Dirac equation more natural in $O(1,3)$ than $O(3,1)$?

Question

In physics, the Lorentz group $O(1,3)$ is of central importance, being the setting for electromagnetism and special relativity.

According to Wikipedia:

Some texts use $O(3,1)$ for the Lorentz group; however, $O(1,3)$ is prevalent in quantum field theory because the geometric properties of the Dirac equation are more natural in $O(1,3)$.

Why is Wikipedia claiming that the geometric properties of the Dirac equation are more natural in $O(1,3)$? What does it mean for the Dirac equation to be more natural in $O(1,3)$ than $O(3,1)$? What geometry property is it? What is Wikipedia trying to say?

Here we define $O(m,n)$ via the metric $$ g = \mathrm{diag}(\underbrace{1,\ldots,1}_{m},\underbrace{-1,\ldots,-1}_{n}) $$ such that the inner product of vectors defined through the metric $g$ in the vector space $\mathbb{R}^{p,q}$ is an invariant. So $O(m,n)$ consists of general linear $GL[m+n,\mathbb{R}]$ matrices $A$ satisfying $g^{-1}A^{\mathrm{Tr}}g=A^{-1}$, where $A^{\mathrm{Tr}}$ is the transpose of $A$.

Answer 1

You are missing the physical information carried by the corresponding 4-vectors. The two versions just differ by "what remains positive". In QFT we often deal with collisions described in momentum space, where the zeroth component carries the interpretation of energy if you compute the norm of a four-momentum vector of a particle at rest, $$p=(E,\vec{0})$$ you get $$p^2 = E^2$$ which should be equal to the rest mass $m^2c^4$ which we also want to be positive. This is general for a massive particle, whether it is described by the Klein-Gordon Eq. or Dirac. So as you can see the time axis carries a lot of relevant information for collisions.

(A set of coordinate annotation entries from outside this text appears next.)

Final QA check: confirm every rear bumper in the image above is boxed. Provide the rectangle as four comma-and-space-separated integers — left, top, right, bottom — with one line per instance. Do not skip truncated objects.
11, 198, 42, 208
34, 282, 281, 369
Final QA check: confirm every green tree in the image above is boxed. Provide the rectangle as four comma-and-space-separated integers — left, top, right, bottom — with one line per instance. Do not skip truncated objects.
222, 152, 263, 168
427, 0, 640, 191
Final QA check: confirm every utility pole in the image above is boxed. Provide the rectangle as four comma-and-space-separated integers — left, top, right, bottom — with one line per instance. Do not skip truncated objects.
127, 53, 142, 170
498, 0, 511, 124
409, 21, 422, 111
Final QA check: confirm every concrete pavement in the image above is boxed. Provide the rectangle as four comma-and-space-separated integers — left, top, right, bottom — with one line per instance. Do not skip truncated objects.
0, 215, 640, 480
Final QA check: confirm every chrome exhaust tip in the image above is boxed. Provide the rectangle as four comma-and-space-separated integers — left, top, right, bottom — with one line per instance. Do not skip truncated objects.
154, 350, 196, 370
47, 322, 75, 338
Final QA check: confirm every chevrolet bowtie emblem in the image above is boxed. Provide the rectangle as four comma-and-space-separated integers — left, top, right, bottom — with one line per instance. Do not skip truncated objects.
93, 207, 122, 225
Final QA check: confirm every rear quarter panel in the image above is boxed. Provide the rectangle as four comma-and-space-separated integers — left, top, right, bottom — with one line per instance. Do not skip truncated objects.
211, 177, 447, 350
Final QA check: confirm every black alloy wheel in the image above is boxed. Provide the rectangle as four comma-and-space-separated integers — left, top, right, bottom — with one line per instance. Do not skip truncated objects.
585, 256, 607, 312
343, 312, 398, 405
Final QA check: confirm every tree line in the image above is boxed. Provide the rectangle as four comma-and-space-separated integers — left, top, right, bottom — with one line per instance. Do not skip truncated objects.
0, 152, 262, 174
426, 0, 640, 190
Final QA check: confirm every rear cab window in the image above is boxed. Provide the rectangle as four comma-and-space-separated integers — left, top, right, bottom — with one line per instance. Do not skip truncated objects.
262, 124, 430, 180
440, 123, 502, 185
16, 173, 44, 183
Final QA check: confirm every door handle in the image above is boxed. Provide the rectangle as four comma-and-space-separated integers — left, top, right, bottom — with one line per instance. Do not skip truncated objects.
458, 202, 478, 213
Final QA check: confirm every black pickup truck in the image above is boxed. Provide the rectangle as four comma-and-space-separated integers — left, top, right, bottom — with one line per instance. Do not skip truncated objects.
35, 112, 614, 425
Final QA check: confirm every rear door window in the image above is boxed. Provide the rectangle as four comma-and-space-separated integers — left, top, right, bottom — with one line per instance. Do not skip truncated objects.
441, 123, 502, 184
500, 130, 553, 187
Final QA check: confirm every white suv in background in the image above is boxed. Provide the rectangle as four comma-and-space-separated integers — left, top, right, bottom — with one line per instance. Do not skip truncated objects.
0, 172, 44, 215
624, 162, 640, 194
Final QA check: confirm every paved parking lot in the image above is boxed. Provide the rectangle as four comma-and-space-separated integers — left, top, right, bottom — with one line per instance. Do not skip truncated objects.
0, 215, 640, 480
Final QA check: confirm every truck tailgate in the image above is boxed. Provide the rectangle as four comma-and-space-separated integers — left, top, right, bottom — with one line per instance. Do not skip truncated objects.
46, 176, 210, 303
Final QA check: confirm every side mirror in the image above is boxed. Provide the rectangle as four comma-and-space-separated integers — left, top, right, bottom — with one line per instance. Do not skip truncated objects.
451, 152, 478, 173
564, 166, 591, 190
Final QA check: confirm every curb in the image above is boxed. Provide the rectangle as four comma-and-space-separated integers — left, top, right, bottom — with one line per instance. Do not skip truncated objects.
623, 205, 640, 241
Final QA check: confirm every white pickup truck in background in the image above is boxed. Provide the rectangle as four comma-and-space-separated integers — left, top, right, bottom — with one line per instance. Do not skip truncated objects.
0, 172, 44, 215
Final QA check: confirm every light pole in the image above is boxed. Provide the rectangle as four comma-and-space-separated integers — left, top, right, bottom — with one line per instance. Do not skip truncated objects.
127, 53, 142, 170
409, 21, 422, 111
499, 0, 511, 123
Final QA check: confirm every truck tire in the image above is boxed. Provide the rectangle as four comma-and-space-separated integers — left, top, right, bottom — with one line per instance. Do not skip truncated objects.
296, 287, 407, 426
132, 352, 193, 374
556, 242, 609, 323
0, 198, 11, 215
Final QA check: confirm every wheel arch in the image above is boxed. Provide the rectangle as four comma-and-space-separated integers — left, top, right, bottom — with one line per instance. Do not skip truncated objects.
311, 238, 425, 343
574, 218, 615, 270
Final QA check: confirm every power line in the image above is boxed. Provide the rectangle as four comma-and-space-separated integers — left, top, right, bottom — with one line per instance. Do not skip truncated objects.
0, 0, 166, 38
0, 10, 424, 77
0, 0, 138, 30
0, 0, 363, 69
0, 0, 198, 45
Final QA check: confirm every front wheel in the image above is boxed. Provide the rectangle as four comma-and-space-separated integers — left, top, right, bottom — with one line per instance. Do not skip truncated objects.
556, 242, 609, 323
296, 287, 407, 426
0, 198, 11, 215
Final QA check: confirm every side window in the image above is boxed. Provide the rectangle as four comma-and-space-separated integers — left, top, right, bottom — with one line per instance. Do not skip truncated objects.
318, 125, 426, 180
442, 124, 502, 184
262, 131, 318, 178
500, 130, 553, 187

On the other case when you are studying general relativity (GR) the other signature is probably more common. Again the only reason being that the space part probably displays more relevant phenomena in this branch. Here time will carry a minus sign while the spatial part will be positive so metrics will usually have the form $$ds^2 = -dt^2 + \sum_{ij}dx_i dx_j $$ and as you can see making the infinitesimal time interval $dt=0$ gives immediately a positive "proper" infinitesimal distance.

At the end of the day these are conventions, as people have already mentioned in the comments $O(1,3)$ is exactly the same as $O(3,1)$.

Answer 2

The reason for this is the clifford algebra, which the gamma matrices are required to obey:

$$\{\gamma^{\mu},\gamma^{\nu}\} = 2\eta^{\mu\nu}I_{4}$$

If you choose the $(+, -,-,-)$ signature, then $\gamma^{0}$ can be diagonal and real, and you can choose the standard "the blocks of the matrices are pauli spin matrices" representation for the $\gamma^{i}$. Otherwise, you have to compromise on all of this. (the easy answer is to just multiply all of your gammas by $i$, I guess, but "not carrying factors of i" seems more natural to me)

Answer 3

From the question it looks as though you are asking about the difference between adopting metric signature $(-1,+1,+1,+1)$ verses $(+1,-1,-1,-1)$. I found it more natural to do general relativity with $(-1,1,1,1)$. But there is now so much particle physics and quantum field theory that adopts $(+1,-1,-1,-1)$ that it is a pain to avoid that choice, because if you did then you would be forever worrying about signs when comparing your work with textbooks and research literature.

A reason to prefer $(-,+,+,+)$ is that then the dot product between 4-momenta has a positive dot product between 3-momenta, which makes sense. Also, one minus sign is better than three. It makes the consideration of spatial geometry more natural in GR, I would say. On the other hand a reason to prefer $(+,-,-,-)$ is that then the invariant $p_\mu p^\mu$ comes out positive for 4-momentum. More generally, one more often deals with timelike than spacelike vectors when considering evolution of particles, collisions, fields and the like, so a positive invariant for the timelike case can mean you have fewer signs to worry about in the end.

After writing the above I found that I was in agreement with another answer: that of ohneVal. So there you have it.